Thousands of workers at the major factory in southern Vietnam went on strike for the fifth day on Tuesday in protest over social insurance cover, in rare show of labour unrest in a country positioning itself as a future Asian manufacturing powerhouse.   -  Reuters

Thousands of Vietnamese workers at a major footwear factory were on strike for a sixth day on Wednesday over a social insurance law in a rare challenge to government policy.

Several thousand people at the Taiwanese-owned Pou Yuen factory in southern Ho Chi Minh City began the stoppage last Thursday. Pou Yuen Vietnam, which employs more than 80,000 workers, is a subsidiary of Pou Chen Group and makes footwear for companies such as Nike and Adidas.

The workers continued the peaceful strike in the factory’s compound today under a heavy police presence.
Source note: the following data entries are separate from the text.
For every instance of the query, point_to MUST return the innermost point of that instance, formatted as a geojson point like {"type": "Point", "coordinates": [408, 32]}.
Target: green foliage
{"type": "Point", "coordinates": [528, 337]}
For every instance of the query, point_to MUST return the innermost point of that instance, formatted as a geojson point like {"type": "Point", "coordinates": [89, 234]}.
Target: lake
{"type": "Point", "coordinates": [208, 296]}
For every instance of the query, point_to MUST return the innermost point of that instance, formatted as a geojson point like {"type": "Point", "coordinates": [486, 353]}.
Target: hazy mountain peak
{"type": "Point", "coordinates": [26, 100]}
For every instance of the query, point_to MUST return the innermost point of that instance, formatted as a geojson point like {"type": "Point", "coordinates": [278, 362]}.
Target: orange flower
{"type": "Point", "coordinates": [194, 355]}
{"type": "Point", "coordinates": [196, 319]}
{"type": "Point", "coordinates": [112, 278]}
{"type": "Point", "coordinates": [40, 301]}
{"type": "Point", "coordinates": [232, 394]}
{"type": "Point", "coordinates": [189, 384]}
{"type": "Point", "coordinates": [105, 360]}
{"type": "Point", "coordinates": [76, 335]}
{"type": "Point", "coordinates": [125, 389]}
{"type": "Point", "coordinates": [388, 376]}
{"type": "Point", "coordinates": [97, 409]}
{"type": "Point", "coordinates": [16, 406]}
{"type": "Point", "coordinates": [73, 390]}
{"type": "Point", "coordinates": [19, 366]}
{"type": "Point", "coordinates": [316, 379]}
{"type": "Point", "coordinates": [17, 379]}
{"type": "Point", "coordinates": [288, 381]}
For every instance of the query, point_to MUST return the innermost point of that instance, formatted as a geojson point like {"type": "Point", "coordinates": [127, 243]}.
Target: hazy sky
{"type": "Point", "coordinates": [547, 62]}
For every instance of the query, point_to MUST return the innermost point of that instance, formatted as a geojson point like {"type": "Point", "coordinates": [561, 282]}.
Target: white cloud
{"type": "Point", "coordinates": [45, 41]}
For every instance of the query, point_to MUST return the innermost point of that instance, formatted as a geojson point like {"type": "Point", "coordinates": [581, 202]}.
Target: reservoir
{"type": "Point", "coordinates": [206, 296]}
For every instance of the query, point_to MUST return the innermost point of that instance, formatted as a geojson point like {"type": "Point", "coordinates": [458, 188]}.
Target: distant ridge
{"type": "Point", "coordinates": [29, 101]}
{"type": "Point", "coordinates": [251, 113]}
They marched along Highway 1 with banners and beating drums on Monday and yesterday, blocking traffic on the main road artery.

They were protesting a new law, which comes into effect next year and says that workers will get a social insurance monthly allowance when they retire instead of getting a one-time payment if they resign.

The striking workers said that if they quit earlier, they would have to wait until their retirement age 60 for men and 55 for women to get the allowance, and they prefer the lump sum to pay for their daily needs while seeking new jobs.

Vietnam is hit by several hundred labour strikes a year, but they are mostly over poor working condition and low pay.

Protests over government policies are rare.

Vice Minister for Labor Doan Mau Diep met with the workers on Tuesday and said that his department would propose to allow them to choose whether to get one-time social insurance benefits when they quit or receive them upon retirement.

His words were met with applause from the workers, according to state media reports, but if was not clear that he had persuaded them to stop the strike.

Dang Ngoc Tung, the president of Vietnam General Confederation of Labor, said in a statement on the trade union’s website that the strikers should return to work and authorities will address their concerns.

He also told them not to allow “bad elements” to take advantage of the situation to stir up unrest that would affect security, order and the company’s operations.

Nearly 70 per cent of Vietnam’s population of 90 million are under 40, providing a major workforce for many multi-national companies.